In summary, c-commerce has proved its value in a number of recent applications, but a more widespread evolution to collaborative product commerce still appears some way off. Software vendors have developed an impressive array of products which promise much in the way of reduced product development cost, shorter time to market etc, and have some sophisticated visions of future virtual corporations and interconnected supply chains. Whether these products will be delivered directly from these vendors to customers, which is largely the case at present, or via collaborative trading exchanges remains to be seen. The major exchanges such as Covisint and SupplyOn are likely to find fewer takers for their product development tools than for others associated with e-procurement and supply chain management. Even exchange sponsors appear unwilling to depart from independent strategies in the product development area. Only conclusion of an exclusive provider agreement between one of the major collaborative product development software vendors and an exchange might transform this. This has recently happened between Covisint and SupplySolution in the supply chain management field and could be a precursor to a similar move in the product development arena.

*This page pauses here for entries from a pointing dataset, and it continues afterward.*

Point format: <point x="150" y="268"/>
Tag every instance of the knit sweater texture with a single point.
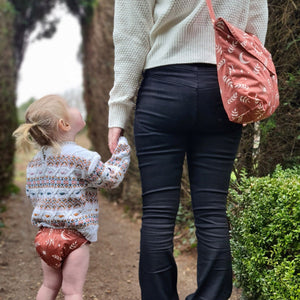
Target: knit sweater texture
<point x="151" y="33"/>
<point x="63" y="188"/>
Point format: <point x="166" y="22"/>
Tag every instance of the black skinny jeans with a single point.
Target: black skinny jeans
<point x="179" y="112"/>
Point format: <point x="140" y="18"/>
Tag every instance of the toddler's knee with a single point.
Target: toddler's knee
<point x="70" y="290"/>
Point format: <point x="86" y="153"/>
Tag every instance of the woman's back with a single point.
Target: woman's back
<point x="151" y="33"/>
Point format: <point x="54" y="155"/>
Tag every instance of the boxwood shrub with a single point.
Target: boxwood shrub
<point x="265" y="227"/>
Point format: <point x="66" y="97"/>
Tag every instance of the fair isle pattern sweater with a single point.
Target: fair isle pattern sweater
<point x="63" y="188"/>
<point x="151" y="33"/>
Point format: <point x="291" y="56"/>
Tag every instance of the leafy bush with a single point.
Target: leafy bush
<point x="265" y="218"/>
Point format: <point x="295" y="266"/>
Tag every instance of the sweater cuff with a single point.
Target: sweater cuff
<point x="118" y="115"/>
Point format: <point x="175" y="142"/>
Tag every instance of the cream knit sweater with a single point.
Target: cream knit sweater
<point x="63" y="188"/>
<point x="151" y="33"/>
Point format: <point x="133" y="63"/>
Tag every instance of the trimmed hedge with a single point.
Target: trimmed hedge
<point x="265" y="218"/>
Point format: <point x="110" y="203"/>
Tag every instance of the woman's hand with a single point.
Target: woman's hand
<point x="114" y="134"/>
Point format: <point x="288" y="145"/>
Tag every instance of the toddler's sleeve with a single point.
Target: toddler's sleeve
<point x="111" y="173"/>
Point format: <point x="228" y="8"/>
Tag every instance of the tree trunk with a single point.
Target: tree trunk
<point x="8" y="117"/>
<point x="98" y="52"/>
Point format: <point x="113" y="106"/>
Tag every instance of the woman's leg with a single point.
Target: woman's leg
<point x="162" y="115"/>
<point x="52" y="279"/>
<point x="74" y="272"/>
<point x="211" y="152"/>
<point x="210" y="162"/>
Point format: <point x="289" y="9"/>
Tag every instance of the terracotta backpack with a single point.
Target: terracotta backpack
<point x="246" y="73"/>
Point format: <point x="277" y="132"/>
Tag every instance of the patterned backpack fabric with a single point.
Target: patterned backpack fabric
<point x="246" y="73"/>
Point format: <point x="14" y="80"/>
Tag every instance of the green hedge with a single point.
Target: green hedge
<point x="265" y="218"/>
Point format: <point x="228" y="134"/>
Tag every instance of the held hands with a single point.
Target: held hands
<point x="114" y="134"/>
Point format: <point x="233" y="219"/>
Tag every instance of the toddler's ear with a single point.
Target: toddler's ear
<point x="63" y="125"/>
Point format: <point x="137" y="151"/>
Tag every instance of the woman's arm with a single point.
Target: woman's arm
<point x="258" y="19"/>
<point x="110" y="174"/>
<point x="133" y="21"/>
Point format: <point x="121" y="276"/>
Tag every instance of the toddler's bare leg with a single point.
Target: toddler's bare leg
<point x="51" y="283"/>
<point x="74" y="272"/>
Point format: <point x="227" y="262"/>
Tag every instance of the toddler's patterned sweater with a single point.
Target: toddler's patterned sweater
<point x="63" y="188"/>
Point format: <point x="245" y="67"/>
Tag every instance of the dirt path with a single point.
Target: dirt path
<point x="113" y="271"/>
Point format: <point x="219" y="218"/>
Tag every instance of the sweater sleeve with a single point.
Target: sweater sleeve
<point x="110" y="174"/>
<point x="258" y="19"/>
<point x="133" y="21"/>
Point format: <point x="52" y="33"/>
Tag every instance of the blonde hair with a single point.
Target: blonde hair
<point x="41" y="127"/>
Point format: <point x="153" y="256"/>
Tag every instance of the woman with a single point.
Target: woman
<point x="169" y="45"/>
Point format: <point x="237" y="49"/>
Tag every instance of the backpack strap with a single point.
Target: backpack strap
<point x="211" y="11"/>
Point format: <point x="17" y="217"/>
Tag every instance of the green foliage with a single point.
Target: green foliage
<point x="8" y="119"/>
<point x="22" y="109"/>
<point x="265" y="218"/>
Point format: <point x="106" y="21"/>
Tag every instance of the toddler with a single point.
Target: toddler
<point x="62" y="182"/>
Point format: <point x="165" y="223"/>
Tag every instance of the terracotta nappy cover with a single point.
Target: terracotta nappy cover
<point x="54" y="245"/>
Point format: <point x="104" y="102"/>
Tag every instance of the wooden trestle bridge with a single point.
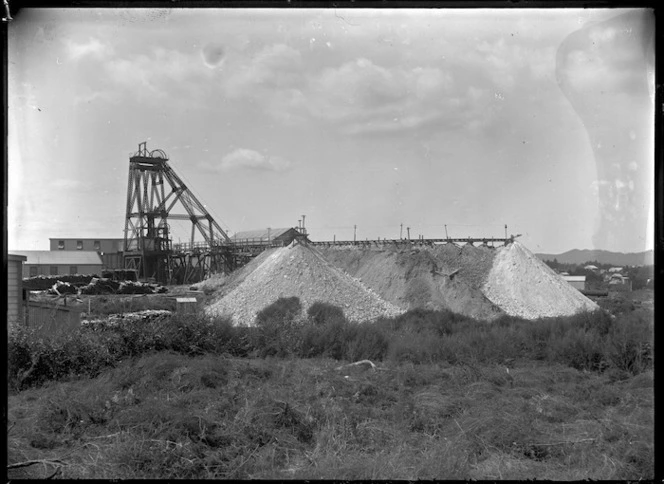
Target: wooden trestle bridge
<point x="150" y="252"/>
<point x="489" y="242"/>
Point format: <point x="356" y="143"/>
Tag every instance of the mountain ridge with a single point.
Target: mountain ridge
<point x="580" y="256"/>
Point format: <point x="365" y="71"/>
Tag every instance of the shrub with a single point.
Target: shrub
<point x="328" y="339"/>
<point x="321" y="313"/>
<point x="629" y="345"/>
<point x="367" y="342"/>
<point x="279" y="333"/>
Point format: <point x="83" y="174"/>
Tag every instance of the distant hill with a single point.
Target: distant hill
<point x="577" y="256"/>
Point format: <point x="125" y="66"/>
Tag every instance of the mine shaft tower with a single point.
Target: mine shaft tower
<point x="148" y="248"/>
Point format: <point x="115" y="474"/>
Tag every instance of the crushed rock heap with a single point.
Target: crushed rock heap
<point x="300" y="271"/>
<point x="524" y="286"/>
<point x="443" y="276"/>
<point x="480" y="282"/>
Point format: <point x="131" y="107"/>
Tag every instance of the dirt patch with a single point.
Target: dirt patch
<point x="298" y="271"/>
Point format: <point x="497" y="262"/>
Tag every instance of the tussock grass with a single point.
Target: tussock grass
<point x="190" y="397"/>
<point x="172" y="416"/>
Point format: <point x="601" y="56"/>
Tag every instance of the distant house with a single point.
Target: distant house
<point x="110" y="250"/>
<point x="57" y="263"/>
<point x="578" y="282"/>
<point x="15" y="288"/>
<point x="620" y="283"/>
<point x="283" y="236"/>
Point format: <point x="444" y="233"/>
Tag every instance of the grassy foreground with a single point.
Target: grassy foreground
<point x="188" y="398"/>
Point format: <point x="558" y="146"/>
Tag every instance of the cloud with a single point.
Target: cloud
<point x="213" y="54"/>
<point x="243" y="158"/>
<point x="159" y="74"/>
<point x="361" y="97"/>
<point x="275" y="67"/>
<point x="92" y="48"/>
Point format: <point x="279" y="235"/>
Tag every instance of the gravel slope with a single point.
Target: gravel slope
<point x="524" y="286"/>
<point x="299" y="271"/>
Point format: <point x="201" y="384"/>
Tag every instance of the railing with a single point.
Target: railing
<point x="364" y="243"/>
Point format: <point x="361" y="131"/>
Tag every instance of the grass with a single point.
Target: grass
<point x="187" y="397"/>
<point x="173" y="416"/>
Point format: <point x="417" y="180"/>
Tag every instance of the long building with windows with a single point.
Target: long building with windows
<point x="110" y="250"/>
<point x="57" y="263"/>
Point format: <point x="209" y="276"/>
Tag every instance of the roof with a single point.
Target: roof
<point x="575" y="278"/>
<point x="115" y="239"/>
<point x="260" y="234"/>
<point x="55" y="257"/>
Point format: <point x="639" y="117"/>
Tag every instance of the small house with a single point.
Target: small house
<point x="58" y="263"/>
<point x="110" y="250"/>
<point x="578" y="282"/>
<point x="15" y="288"/>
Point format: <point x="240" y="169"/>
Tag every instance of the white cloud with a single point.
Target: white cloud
<point x="92" y="48"/>
<point x="362" y="97"/>
<point x="250" y="159"/>
<point x="162" y="73"/>
<point x="276" y="66"/>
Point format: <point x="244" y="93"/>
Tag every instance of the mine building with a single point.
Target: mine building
<point x="57" y="263"/>
<point x="110" y="250"/>
<point x="283" y="236"/>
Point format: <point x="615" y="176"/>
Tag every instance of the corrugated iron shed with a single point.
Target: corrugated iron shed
<point x="52" y="257"/>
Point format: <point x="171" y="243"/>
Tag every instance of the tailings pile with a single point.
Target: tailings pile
<point x="524" y="286"/>
<point x="444" y="276"/>
<point x="302" y="272"/>
<point x="480" y="282"/>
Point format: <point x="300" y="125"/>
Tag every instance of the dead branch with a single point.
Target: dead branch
<point x="358" y="363"/>
<point x="563" y="442"/>
<point x="54" y="462"/>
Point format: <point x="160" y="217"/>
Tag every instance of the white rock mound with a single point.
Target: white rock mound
<point x="300" y="271"/>
<point x="524" y="286"/>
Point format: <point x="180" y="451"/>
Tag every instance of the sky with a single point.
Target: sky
<point x="372" y="123"/>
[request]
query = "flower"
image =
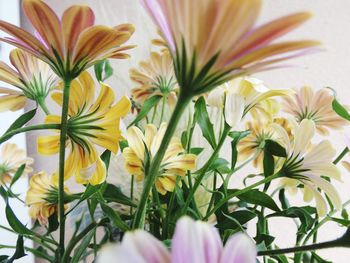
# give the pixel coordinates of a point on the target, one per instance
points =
(91, 122)
(11, 159)
(241, 95)
(33, 77)
(214, 41)
(144, 146)
(70, 44)
(193, 242)
(306, 163)
(316, 106)
(42, 197)
(154, 77)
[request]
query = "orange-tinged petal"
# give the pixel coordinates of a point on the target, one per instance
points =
(26, 40)
(272, 50)
(97, 40)
(270, 31)
(48, 145)
(74, 21)
(46, 22)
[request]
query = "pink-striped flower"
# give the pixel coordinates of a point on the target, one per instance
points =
(213, 41)
(70, 44)
(193, 242)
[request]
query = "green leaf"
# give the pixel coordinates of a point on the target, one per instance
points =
(114, 217)
(103, 70)
(275, 148)
(340, 110)
(81, 249)
(203, 121)
(53, 223)
(268, 164)
(19, 252)
(343, 222)
(113, 193)
(257, 197)
(236, 136)
(21, 120)
(303, 213)
(18, 174)
(235, 219)
(146, 107)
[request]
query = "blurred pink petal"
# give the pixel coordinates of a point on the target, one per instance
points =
(195, 242)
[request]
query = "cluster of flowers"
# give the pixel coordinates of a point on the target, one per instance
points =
(190, 96)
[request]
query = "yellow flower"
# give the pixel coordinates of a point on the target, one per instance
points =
(214, 41)
(42, 197)
(91, 122)
(252, 146)
(316, 106)
(154, 77)
(144, 146)
(70, 44)
(242, 95)
(33, 77)
(306, 163)
(11, 159)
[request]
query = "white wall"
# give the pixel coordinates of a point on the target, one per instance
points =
(9, 11)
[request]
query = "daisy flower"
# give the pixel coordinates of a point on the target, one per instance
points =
(144, 146)
(316, 106)
(11, 158)
(31, 76)
(214, 41)
(42, 197)
(306, 163)
(70, 44)
(91, 123)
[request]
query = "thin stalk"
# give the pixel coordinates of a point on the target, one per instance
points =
(11, 133)
(328, 244)
(154, 168)
(205, 168)
(239, 192)
(43, 106)
(63, 137)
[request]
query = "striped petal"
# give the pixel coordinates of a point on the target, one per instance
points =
(74, 21)
(48, 145)
(46, 22)
(96, 41)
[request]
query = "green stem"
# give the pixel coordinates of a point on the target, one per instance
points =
(11, 133)
(42, 104)
(79, 237)
(63, 136)
(152, 174)
(239, 192)
(205, 168)
(328, 244)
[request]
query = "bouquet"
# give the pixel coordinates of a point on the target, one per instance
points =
(193, 164)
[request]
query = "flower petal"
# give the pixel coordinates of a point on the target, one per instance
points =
(75, 20)
(195, 242)
(137, 247)
(46, 22)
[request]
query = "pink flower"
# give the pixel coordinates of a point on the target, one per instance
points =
(213, 41)
(193, 242)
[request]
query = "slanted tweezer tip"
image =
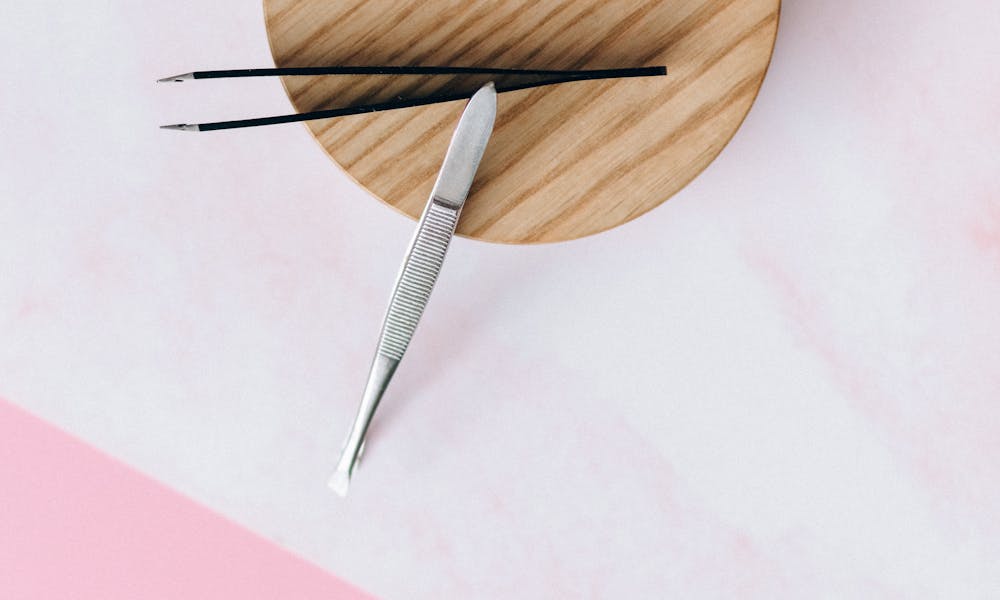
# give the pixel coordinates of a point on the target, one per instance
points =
(176, 78)
(181, 127)
(339, 483)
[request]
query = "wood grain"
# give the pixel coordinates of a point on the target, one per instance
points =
(565, 161)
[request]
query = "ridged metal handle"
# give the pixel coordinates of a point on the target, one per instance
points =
(416, 278)
(409, 299)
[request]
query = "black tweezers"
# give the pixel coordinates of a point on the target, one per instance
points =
(550, 77)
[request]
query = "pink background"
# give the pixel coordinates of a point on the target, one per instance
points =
(782, 383)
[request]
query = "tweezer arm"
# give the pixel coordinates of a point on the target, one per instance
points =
(409, 298)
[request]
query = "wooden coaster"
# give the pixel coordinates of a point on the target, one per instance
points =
(564, 161)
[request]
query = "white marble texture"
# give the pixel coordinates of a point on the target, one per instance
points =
(785, 382)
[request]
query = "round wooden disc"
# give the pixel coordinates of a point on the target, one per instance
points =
(564, 161)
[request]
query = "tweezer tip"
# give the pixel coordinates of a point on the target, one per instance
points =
(181, 127)
(339, 483)
(176, 78)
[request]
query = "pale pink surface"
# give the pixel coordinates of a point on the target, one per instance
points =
(76, 524)
(782, 383)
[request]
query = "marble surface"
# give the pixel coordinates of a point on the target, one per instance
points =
(783, 382)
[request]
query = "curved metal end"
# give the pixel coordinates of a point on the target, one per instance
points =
(176, 78)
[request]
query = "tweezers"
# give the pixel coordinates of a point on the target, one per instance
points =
(547, 77)
(421, 267)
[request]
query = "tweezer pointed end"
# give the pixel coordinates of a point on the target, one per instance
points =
(181, 127)
(340, 481)
(176, 78)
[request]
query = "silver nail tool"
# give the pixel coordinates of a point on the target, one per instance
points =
(421, 267)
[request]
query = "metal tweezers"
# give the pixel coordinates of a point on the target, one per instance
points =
(436, 227)
(544, 77)
(421, 267)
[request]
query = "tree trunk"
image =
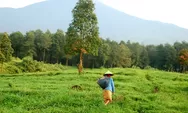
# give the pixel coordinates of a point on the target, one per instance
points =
(44, 55)
(67, 61)
(80, 66)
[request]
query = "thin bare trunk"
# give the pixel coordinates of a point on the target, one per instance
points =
(44, 55)
(67, 61)
(80, 66)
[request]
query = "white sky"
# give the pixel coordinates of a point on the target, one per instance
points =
(168, 11)
(17, 3)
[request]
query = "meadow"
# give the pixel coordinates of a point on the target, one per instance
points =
(137, 91)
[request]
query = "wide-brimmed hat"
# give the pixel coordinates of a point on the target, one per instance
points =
(108, 73)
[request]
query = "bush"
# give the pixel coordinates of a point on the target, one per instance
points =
(12, 68)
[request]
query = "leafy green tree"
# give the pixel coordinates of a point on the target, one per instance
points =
(103, 53)
(5, 47)
(2, 59)
(144, 58)
(124, 56)
(38, 44)
(83, 32)
(17, 42)
(113, 54)
(170, 57)
(46, 42)
(57, 47)
(136, 50)
(29, 45)
(183, 58)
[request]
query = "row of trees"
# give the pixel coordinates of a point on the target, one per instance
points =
(50, 48)
(81, 45)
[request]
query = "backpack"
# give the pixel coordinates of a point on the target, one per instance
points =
(103, 82)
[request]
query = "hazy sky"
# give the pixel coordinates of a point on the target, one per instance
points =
(168, 11)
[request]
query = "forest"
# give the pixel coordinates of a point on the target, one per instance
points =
(51, 48)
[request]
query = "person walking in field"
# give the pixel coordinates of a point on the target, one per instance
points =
(110, 89)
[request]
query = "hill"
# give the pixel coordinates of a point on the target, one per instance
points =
(142, 91)
(116, 25)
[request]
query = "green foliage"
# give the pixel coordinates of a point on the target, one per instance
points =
(137, 91)
(5, 47)
(83, 32)
(17, 39)
(56, 51)
(29, 46)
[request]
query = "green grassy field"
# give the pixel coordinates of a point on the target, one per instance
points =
(137, 91)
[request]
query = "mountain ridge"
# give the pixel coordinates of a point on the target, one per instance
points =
(113, 24)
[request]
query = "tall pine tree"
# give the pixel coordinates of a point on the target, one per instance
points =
(5, 47)
(83, 32)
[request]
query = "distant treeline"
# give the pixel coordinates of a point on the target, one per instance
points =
(49, 47)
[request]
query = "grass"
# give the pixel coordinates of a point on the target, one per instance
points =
(137, 91)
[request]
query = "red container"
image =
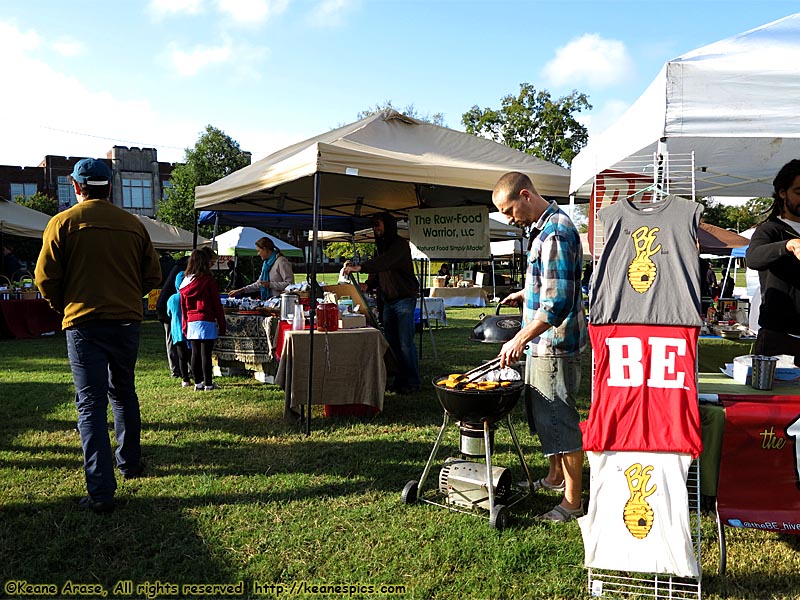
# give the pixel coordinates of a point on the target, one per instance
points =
(327, 317)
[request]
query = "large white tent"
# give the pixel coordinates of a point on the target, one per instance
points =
(733, 103)
(241, 241)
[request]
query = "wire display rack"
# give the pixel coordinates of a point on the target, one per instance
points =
(647, 178)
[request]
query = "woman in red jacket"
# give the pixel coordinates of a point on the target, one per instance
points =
(203, 317)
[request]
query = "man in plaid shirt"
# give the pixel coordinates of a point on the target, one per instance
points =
(552, 335)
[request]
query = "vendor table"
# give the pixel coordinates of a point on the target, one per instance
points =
(434, 309)
(27, 319)
(750, 440)
(714, 352)
(250, 343)
(348, 368)
(473, 296)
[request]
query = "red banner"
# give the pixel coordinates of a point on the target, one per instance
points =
(759, 477)
(645, 392)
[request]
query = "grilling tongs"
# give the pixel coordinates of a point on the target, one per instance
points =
(477, 372)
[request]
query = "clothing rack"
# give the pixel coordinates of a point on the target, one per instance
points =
(647, 178)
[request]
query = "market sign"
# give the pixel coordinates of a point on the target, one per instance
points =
(451, 233)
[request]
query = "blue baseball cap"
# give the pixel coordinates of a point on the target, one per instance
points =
(91, 171)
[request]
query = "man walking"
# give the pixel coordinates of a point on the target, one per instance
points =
(552, 336)
(96, 263)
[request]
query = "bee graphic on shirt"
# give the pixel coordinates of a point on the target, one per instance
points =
(642, 271)
(637, 513)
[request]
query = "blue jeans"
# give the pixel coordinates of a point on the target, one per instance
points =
(102, 355)
(398, 324)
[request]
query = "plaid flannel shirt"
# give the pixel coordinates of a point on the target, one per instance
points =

However, converting the visions of software vendors into reality is proving tough and barriers to introduction are both real and high. Some analysts remain sceptical that true collaboration through supply chains can prove anything other than elusive, as links in the chain have vested interests to camouflage gains in order to retain the benefits. However, in reality, like many of the forecast gains arising from the adoption of e-business processes generally, collaborative product commerce benefits could leak away from suppliers, especially those in the lower tiers. The real winners could, again, be OEMs but, more significantly, consumers. Despite these issues, the real losers could be those who stand aside from web-enabled collaborative product development completely. Collaborate or perish then becomes a crucial strategy issue.